I have anxiety issues. I don't deal with change, big or small, well. I have personal space issues. I am not a morning person. Take all these things into account and guess my reaction when Jim called on his way back from the airport to say that his mom will just sleep on our couch tonight.
(a) I was overjoyed as I can't wait to see my precious darling mother-in-law, and would love to let her sleep on our couch [we have no guest room/spare bed], relax with her in the morning, etc.
(b) I had a mini panic attack, because this is happening! In less than an hour! She'll be here all night! She hogs the bathroom! She sleeps in! I can't sit in the comfy chair and nurse in the morning while watching the Today show! I can't watch the Today show period without feeling guilty that I'm being judged for letting my daughter in the same room as the TV! Oh, the judging! I'll be on eggshells feeling like every little thing I do is under a microscope! I'll have to close the door when I'm getting dressed! And I might have to visit with her in the morning instead of using Natalie's morning nap time to drink diet Coke with lime and surf the internet! I'm going to have to take her to the groccery store! And try to ignore the involuntary twitching I get every time she refers to me as "precious" or "darling" in that thick southern drawl. And smile graciously when she offers to cook when I know it won't be anything I should eat as she cooks things with fat and puts wierd spices in salads!
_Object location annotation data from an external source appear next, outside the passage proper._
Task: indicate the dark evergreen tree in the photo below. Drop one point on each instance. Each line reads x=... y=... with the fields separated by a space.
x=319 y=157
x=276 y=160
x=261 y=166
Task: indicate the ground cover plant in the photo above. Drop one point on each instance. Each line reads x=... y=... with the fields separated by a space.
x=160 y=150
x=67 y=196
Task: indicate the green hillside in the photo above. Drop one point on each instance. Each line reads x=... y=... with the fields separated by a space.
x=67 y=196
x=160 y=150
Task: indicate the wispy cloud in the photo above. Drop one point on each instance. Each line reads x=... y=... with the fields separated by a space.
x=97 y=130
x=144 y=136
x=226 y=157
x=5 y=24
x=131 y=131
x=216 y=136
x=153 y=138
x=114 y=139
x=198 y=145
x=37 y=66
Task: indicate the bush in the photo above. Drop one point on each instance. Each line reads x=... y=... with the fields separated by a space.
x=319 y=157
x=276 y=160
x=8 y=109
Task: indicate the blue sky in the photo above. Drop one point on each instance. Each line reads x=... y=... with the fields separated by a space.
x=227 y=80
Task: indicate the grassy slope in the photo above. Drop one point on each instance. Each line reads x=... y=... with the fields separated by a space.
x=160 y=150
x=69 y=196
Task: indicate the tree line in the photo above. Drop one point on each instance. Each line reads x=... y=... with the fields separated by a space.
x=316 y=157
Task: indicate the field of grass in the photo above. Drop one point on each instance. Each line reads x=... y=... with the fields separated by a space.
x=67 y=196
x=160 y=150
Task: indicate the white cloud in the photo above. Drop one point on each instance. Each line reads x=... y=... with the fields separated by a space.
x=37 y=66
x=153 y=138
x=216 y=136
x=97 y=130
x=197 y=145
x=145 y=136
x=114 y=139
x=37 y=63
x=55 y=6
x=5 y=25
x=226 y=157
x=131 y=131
Don't get me wrong, she's a wonderful woman. Personality wise, I am not a good pick to be her daughter-in-law. There's just something about her that makes we want to be...confrontational. Not that I want to pick a fight, but just do things that I'm perfectly OK with but I know probably makes her squirm...like refusing to read into her subliminal messages when she talks as she never comes outright and says something. Or make sure I've got earings in all my ear-holes and purposefully not wear my Tiffany's necklace. That sort of thing.
Gotta get off the computer...They'll be here any minute now. It should be an interesting weekend. I'm trying to stay positive. Honest.